Emissions from Energy Sources

Before considering emission reduction strategies, it is worthwhile examining NRCan's primary energy demand projections for Nova Scotia and the resulting greenhouse gas emissions.

The following chart is NRCan's historical (1990 and 1995) and projected (2000, 2005, and 2010) primary energy demand for Nova Scotia [4] (RPP is the abbreviation for Refined Petroleum Products):

Over the next decade in Nova Scotia, NRCan projects that natural gas will come on-stream, displacing oil in the commercial, industrial, and residential sectors as well as for electrical generation. However, natural gas is projected to make little impact on coal consumption (for electrical generation). Primary energy demand is expected to grow from 253.0 PJ in 1990 to 281.2 PJ in 2000 and 285.6 PJ in 2010.

The effect of the introduction of natural gas to the energy mix would be expected to make a significant impact on the province's greenhouse gas emissions. However, as the following chart shows, this is not the case because energy consumption is projected to increase, diminishing the benefits of 'cleaner' natural gas:

If NRCan's projections are correct, the decline in CO$$₂ emissions from energy sources will be gradual, peaking at 18.9 megatonnes in 2000 and holding steady at 18.5 megatonnes for 2005 and 2010.

The following assumptions were made in the creation of the above charts:

• These charts include carbon dioxide from energy sources only, other greenhouse gas emissions from other sources are not included.
• Emissions from renewable sources of energy, notably biomass, are carbon-neutral (i.e., CO$$₂ released from the burning of biomass will be removed from the atmosphere by new biomass growth).
• Emissions from refined petroleum products are assumed to be 70 tonnes per terajoule [9].
• Emissions from coal are assumed to be 85 tonnes per terajoule [9].
• Emissions from natural gas are taken as 49.68 tonnes per terajoule [9].

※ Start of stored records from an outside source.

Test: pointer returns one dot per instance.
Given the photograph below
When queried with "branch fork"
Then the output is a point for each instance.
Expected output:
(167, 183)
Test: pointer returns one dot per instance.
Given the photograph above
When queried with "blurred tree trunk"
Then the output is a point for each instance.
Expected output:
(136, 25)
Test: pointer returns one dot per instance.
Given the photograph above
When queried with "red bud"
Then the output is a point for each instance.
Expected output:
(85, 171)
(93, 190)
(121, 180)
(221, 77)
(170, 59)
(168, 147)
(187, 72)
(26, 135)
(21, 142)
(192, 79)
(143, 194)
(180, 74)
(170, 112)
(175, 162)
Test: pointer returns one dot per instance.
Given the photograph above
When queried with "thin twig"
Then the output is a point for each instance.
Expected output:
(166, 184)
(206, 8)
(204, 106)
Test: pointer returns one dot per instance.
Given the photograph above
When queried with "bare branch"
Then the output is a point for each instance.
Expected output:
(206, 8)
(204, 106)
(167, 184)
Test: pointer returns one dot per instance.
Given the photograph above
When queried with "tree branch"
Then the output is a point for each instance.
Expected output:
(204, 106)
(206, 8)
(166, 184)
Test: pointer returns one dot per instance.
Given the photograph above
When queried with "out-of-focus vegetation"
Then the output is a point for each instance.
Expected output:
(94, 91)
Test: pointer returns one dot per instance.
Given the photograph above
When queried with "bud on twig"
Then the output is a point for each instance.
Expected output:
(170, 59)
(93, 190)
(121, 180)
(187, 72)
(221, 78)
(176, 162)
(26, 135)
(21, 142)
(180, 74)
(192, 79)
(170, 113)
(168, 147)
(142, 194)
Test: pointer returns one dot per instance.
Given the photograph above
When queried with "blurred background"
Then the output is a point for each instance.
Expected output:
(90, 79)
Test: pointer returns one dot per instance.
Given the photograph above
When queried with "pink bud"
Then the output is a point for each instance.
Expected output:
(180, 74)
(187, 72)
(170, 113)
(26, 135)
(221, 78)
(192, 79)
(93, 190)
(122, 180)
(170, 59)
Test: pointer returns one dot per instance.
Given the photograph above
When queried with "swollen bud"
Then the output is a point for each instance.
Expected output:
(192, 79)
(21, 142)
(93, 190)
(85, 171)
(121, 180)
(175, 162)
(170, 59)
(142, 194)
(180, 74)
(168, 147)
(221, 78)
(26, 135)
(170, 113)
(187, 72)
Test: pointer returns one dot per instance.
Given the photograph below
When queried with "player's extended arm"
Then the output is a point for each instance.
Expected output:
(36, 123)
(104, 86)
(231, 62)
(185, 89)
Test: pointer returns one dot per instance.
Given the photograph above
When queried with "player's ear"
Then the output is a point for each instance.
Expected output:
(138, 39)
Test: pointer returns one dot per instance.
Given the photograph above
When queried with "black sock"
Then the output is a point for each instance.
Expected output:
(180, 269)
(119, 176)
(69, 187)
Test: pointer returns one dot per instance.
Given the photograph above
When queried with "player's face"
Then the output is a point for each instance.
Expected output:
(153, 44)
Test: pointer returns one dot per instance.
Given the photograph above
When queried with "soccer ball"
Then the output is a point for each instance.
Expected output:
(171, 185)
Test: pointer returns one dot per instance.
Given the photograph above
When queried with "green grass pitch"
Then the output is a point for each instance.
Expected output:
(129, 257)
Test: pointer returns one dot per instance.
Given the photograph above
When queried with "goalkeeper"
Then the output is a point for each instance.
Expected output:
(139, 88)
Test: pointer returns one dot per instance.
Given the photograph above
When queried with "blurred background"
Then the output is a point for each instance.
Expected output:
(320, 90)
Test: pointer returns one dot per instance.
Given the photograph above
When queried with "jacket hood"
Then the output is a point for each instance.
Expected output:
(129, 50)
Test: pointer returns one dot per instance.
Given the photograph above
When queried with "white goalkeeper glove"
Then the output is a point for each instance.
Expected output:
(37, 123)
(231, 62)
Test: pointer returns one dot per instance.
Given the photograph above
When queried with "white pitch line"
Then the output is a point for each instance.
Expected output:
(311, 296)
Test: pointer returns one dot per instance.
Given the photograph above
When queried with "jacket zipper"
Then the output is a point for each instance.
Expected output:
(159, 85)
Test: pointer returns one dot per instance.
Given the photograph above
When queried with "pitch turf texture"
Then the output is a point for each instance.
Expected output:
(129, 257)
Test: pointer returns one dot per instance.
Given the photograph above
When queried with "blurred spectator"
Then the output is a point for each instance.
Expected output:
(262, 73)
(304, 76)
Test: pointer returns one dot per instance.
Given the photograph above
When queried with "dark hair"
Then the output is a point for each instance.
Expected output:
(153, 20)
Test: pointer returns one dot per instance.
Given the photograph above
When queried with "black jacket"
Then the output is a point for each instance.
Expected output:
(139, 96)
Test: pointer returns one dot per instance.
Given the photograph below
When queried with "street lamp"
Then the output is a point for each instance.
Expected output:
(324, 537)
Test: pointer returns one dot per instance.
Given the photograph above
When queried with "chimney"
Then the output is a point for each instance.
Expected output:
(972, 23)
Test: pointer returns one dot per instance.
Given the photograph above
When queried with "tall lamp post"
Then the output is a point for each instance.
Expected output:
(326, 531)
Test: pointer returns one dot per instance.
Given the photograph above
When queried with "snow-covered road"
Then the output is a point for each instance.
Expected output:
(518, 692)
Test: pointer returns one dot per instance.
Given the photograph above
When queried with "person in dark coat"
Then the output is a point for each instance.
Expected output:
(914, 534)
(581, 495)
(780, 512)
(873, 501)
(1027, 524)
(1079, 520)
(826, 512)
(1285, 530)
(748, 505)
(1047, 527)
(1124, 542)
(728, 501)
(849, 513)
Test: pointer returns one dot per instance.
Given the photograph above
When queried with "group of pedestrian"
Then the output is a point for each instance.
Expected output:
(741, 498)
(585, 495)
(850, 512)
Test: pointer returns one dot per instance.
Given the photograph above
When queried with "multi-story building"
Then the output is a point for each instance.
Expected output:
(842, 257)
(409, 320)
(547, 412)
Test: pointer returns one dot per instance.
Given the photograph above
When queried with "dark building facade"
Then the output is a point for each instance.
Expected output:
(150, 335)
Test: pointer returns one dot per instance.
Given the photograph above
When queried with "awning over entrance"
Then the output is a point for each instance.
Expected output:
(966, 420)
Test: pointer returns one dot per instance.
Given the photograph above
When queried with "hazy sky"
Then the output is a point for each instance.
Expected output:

Emission Reduction Strategies

In the document (and elsewhere), greenhouse gas reduction is portrayed as a monolithic action, applied to the entire economy. This approach is naive, since it fails to recognize that the economy is made of various sectors, each with its own energy requirements. By examining each sector individually, emission reduction strategies can be tailored to the energy requirements of the sector, potentially making it more acceptable to the public at large.

The 1996 energy-related CO$$₂ and CO$$₂-equivalent emissions for Nova Scotia are as follows [5]:

Emission reduction strategies for the four sectors of the Nova Scotia economy as well as electrical generation are now considered.

Residential

Many emission reduction strategies for the residential sector focus on replacing existing lighting systems with more energy efficient systems. Although this will make an impact, more significant reductions can be achieved by considering total residential energy demand. For example, in 1995, Canada's residential energy demand was as follows [9]:

This chart shows that with the exception of electricity for lighting and appliances, the majority of the energy used for residential purposes in Canada is for space and water heating.

In 1997, residential energy use in Nova Scotia was 48 PJ, primarily from oil (25.4 PJ), electricity (13.2 PJ), and wood (8.1 PJ) [4]. Based upon the Canadian residential energy demand, one can assume that oil, wood, and some electricity were used for space heating. Using oil and electricity for space heating is an extremely inefficient use of expensive 'high-grade' energy sources. Sustainable alternatives to oil and electricity exist and should be considered for space and water heating as part of a provincial energy policy:

• District heating.
  In Nova Scotia, most thermal power stations are no more than 40 percent efficient, meaning that about 60 percent of the fuel burned in the power station is discarded as 'waste' heat. District heating is the utilization of the so-called 'waste' heat from thermal power stations for space heating and domestic hot water in buildings, including residential. The 'waste' heat is piped as hot water from the power station to residential neighbourhoods, where the pipes are connected to residential heating systems.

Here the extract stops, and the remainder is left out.